The hills are composed of a range of sandstones of Permian and Triassic age. North–south faulting is in part responsible for elevating harder-wearing strata above the general level of the Cheshire Plain. Typically the higher summits are formed from the Helsby Sandstone.

The ridge acted as something of a barrier to the passage of Irish Sea ice during the last ice age and its hills are etched with numerous glacial meltwater channels, many of which formed subglacially.
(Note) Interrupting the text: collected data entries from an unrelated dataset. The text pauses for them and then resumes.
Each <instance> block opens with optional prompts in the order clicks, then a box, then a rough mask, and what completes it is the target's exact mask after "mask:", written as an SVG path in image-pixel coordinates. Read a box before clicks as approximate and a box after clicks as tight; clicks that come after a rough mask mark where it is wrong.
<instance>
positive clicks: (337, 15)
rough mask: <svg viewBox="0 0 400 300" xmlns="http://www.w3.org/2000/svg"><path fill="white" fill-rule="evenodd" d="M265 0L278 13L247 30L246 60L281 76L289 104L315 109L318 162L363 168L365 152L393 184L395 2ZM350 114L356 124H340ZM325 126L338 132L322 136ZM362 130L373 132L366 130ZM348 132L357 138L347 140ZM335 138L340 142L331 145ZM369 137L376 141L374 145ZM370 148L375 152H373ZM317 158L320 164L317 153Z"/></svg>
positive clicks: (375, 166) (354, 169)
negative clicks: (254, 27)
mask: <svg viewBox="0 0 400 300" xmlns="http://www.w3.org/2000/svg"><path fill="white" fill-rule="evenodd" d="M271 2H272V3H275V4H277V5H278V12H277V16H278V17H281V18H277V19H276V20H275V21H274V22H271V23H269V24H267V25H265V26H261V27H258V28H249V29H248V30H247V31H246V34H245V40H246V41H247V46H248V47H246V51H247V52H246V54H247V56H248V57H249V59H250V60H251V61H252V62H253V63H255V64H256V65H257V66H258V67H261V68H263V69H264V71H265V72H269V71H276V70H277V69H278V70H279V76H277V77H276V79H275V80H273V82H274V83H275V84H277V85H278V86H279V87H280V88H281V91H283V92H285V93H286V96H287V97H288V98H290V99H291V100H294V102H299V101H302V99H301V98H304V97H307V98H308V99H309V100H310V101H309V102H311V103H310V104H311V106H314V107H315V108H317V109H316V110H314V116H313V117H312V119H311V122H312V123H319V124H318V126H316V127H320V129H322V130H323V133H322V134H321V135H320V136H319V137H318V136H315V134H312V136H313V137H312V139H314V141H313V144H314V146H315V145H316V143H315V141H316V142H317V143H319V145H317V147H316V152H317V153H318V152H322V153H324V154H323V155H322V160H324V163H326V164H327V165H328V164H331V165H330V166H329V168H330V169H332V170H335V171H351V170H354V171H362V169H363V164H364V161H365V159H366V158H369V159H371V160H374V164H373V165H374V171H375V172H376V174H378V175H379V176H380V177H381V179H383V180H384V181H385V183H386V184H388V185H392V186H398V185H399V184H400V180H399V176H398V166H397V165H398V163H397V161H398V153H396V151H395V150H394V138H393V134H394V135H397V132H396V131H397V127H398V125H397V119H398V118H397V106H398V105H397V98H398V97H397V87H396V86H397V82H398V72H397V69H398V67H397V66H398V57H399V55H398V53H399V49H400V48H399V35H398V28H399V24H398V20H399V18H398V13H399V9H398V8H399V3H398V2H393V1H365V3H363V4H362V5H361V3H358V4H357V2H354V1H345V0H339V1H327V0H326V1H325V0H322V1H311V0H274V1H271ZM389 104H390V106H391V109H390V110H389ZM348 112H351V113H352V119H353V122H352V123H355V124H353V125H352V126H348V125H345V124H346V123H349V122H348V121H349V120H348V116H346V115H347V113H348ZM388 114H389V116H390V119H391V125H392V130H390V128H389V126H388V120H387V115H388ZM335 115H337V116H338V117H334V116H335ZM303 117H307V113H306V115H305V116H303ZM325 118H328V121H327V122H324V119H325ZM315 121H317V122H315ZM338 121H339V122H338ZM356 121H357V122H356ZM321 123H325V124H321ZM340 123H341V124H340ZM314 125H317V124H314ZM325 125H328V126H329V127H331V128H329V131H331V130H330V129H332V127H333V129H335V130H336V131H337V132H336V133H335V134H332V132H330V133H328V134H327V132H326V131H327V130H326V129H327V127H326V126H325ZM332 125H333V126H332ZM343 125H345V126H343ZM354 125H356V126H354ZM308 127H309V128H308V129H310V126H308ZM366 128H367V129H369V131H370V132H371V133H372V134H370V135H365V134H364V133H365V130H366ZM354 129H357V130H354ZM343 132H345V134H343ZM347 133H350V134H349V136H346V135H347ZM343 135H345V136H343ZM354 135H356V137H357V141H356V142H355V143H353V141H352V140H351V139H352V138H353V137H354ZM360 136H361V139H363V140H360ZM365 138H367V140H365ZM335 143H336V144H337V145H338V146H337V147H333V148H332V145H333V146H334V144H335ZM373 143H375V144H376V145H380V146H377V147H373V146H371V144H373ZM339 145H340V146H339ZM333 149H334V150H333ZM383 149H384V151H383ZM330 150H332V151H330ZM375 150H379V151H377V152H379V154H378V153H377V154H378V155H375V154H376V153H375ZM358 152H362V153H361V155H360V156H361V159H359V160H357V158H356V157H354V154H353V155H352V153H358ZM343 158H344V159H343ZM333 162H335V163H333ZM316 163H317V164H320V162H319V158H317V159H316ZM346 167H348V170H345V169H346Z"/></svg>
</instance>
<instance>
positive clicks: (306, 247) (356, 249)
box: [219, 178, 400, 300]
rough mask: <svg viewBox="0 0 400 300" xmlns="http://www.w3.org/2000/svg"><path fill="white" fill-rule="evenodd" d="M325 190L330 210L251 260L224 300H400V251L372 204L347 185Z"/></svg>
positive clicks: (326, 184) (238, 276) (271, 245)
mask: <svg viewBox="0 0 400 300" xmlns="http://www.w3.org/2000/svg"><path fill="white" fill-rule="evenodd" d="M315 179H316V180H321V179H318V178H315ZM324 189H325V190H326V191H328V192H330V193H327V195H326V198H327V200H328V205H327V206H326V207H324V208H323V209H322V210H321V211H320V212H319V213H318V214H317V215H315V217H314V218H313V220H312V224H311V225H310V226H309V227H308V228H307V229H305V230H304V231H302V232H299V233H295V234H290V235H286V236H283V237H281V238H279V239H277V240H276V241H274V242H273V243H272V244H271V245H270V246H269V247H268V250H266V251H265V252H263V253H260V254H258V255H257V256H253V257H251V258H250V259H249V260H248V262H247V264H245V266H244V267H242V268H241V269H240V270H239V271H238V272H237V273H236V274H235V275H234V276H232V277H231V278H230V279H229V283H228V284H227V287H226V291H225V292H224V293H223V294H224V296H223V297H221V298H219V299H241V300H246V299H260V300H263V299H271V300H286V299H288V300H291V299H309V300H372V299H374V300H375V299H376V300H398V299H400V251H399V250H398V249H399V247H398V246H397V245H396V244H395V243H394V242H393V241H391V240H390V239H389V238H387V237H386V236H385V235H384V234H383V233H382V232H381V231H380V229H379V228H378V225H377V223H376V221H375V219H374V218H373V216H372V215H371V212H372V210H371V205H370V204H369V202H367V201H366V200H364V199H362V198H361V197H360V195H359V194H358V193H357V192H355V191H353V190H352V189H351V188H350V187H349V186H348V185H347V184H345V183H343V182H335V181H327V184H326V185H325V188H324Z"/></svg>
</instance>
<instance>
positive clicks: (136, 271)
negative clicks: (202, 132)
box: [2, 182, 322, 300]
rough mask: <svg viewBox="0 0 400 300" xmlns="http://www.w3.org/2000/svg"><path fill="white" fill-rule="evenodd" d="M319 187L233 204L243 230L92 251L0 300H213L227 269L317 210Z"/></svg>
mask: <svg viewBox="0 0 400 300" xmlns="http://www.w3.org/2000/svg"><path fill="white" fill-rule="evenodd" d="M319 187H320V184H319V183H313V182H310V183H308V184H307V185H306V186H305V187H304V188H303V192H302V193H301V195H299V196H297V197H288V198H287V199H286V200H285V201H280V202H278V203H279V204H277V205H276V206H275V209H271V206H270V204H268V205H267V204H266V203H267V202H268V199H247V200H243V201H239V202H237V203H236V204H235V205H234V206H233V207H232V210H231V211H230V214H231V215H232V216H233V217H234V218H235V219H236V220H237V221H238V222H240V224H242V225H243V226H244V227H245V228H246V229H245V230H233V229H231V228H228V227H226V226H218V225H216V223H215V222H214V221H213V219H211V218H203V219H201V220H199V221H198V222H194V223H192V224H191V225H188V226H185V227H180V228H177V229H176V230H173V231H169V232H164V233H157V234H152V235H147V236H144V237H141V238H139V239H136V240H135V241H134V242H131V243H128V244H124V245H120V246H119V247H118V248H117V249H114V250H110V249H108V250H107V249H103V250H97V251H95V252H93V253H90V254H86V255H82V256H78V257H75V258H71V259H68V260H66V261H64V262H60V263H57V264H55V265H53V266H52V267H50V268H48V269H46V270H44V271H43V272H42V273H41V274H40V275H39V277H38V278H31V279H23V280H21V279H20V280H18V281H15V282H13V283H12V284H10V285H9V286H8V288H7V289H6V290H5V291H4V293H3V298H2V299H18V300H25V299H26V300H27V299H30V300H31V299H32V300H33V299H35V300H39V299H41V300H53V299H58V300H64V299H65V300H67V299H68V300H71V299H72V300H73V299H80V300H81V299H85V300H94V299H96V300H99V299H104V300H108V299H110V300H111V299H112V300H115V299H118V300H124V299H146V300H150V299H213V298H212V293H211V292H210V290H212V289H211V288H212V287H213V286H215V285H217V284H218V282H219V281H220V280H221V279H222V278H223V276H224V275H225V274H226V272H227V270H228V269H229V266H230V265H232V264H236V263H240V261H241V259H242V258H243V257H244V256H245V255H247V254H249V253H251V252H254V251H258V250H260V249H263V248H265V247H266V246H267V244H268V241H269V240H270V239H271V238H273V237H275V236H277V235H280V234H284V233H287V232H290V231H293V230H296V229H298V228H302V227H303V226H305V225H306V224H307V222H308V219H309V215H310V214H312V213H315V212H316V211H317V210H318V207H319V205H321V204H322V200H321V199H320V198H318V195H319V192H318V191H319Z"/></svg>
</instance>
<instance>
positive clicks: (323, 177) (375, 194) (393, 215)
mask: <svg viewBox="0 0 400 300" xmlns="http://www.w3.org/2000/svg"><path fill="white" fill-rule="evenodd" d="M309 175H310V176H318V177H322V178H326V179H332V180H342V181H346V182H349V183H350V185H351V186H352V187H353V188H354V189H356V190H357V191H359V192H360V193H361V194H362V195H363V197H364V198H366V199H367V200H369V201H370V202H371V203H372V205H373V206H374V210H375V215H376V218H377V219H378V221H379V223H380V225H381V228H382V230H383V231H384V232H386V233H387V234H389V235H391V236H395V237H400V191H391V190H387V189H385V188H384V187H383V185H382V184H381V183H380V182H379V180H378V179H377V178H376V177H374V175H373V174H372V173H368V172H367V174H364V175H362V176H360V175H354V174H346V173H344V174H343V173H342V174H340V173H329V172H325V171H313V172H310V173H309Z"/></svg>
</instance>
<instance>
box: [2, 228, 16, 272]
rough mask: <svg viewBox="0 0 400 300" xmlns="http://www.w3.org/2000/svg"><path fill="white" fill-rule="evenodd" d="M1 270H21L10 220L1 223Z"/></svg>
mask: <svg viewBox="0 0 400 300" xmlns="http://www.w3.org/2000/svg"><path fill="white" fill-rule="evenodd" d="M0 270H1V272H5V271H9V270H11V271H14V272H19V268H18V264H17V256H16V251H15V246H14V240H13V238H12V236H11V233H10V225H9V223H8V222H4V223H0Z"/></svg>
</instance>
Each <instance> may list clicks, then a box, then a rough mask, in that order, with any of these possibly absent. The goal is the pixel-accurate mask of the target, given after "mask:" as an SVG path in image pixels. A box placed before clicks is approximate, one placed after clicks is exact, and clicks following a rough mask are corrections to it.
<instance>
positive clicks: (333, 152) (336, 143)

Particularly spectacular examples are those at Urchin's Kitchen in Primrosehill Woods and at Holbitch Slack near Cotebrook.

==Hill forts==
A series of Iron Age hillforts adorn the ridge from Woodhouse Hill and Helsby Hill in the north through Eddisbury and Kelsborrow Castle to Maiden Castle in the south.

==Recreation==
The ridge is traversed by the popular Sandstone Trail, a middle-distance recreational route originally established by the former Cheshire County Council between Beacon Hill and Grindley Brook on the Shropshire border but now extended into Frodsham to the north and Whitchurch to the south. Sections of the Delamere Way, Longster Trail and Eddisbury Way also explore parts of the ridge.

Numerous of the woods along the ridge have been used for orienteering competitions over the years. Horseriding is also popular in the area, as it is traversed by a number of bridleways, byways and green lanes.